Olimpia Bartosik-Wiśniewska

Personal information
- Born: 8 February 1976 (age 50) Pińczów, Poland

Chess career
- Country: Poland
- Title: Woman FIDE Master (1994)
- Peak rating: 2225 (July 1996)

= Olimpia Bartosik-Wiśniewska =

Polish chess player

Olimpia Bartosik-Wiśniewska (née Bartosik, born 8 February 1976) is a Polish chess Woman FIDE Master (1994).

== Chess career ==
In the late 1980s, Olimpia Bartosik was one of the World's leading junior female chess player, winning bronze medals twice at the World Youth Chess Championships in Timișoara (1988, U12 girls age group) and Aguadilla (1989, U14 girls age group). In the years from 1988 to 1996, she won the titles of the Polish Youth Girl's Chess Championship five times in the age groups up to 12, 16, 18 and 20 years old.
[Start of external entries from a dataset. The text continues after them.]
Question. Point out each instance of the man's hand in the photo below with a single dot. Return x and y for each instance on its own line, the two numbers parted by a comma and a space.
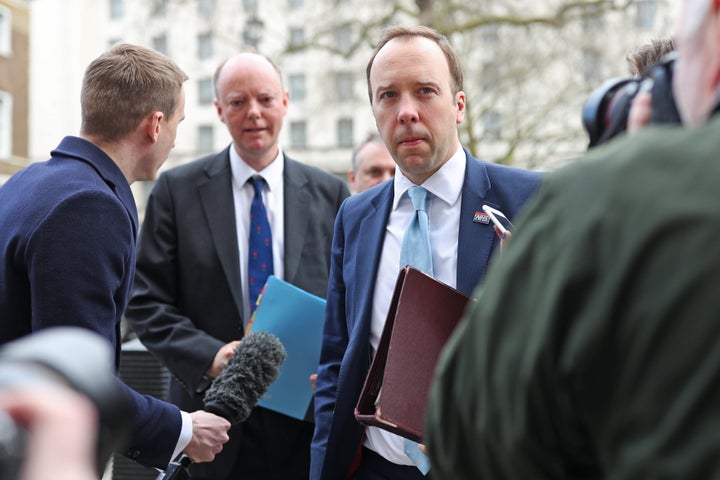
640, 112
221, 358
209, 436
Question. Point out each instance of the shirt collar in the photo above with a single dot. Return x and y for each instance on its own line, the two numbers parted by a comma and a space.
272, 174
446, 183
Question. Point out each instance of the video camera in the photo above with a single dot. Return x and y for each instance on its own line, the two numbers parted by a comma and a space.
605, 112
66, 357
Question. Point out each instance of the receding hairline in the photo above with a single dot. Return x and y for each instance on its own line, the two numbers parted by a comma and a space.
237, 58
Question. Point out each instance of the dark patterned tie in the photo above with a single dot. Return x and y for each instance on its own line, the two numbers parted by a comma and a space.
260, 265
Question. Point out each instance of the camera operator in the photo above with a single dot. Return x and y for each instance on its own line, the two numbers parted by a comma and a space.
628, 104
61, 430
640, 61
61, 412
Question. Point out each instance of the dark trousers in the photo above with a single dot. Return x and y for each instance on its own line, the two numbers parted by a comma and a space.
376, 467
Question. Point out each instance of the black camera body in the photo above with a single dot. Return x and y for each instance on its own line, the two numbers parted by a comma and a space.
65, 357
605, 112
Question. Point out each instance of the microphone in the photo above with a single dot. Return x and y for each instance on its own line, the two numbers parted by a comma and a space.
247, 376
233, 394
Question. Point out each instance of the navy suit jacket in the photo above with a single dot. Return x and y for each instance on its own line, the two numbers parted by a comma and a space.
187, 299
67, 241
359, 235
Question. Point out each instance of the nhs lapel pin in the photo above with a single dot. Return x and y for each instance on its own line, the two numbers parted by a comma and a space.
481, 217
501, 224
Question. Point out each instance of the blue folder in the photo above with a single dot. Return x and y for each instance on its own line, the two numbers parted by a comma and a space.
296, 317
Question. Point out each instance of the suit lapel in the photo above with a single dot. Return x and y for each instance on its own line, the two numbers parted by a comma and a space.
216, 198
475, 240
297, 216
371, 237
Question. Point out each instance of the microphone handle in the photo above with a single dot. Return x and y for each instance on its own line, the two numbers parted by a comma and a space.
178, 469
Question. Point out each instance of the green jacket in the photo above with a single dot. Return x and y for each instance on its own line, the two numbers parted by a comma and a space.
593, 350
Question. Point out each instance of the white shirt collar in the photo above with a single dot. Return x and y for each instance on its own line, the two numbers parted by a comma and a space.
272, 174
446, 183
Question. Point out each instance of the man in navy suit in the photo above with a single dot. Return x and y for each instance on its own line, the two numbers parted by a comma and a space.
68, 228
415, 87
190, 303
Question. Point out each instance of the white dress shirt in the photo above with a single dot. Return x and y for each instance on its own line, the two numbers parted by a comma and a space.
273, 197
443, 208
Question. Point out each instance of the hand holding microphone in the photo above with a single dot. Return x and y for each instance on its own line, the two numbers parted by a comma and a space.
235, 392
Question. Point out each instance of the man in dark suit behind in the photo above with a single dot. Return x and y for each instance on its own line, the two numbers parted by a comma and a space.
190, 302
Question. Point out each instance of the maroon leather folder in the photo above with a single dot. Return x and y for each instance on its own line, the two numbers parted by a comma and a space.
423, 313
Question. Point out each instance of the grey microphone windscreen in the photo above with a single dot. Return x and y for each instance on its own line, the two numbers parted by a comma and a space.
247, 376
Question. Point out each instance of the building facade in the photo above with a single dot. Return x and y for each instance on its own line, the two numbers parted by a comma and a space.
525, 82
14, 85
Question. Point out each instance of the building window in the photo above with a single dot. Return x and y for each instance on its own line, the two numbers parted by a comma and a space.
343, 38
158, 8
5, 31
297, 37
297, 87
117, 9
206, 7
5, 124
206, 140
490, 33
206, 93
205, 46
160, 43
298, 134
345, 136
344, 86
492, 125
645, 14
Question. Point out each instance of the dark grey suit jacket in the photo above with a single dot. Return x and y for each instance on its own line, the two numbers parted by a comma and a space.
186, 299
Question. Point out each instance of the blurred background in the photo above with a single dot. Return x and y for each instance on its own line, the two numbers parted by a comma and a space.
529, 65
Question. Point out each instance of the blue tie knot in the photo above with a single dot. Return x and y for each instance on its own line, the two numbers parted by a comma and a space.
258, 184
416, 249
418, 195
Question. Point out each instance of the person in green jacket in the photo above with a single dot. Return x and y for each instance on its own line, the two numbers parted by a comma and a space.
592, 349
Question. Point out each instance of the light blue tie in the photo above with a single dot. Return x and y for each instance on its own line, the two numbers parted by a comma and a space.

Between 1992 and 1997, she appeared in the finals of Polish Women's Chess Championships three times, achieving the best result in 1992 in Świeradów-Zdrój, where she took 11th place. In 1993, in Kalisz, Olimpia Bartosik won the Polish Women's Blitz Chess Championship. In 1997, she ended her active professional chess career.

Olimpia Bartosik-Wiśniewska achieved the highest rating in her career on July 1, 1996, with a score of 2225 points, she was then ranked 8th among Polish female chess players.

Currently, Olimpia Bartosik-Wiśniewska works as a teacher physical education in Junior High School No. 1 in Raszyn.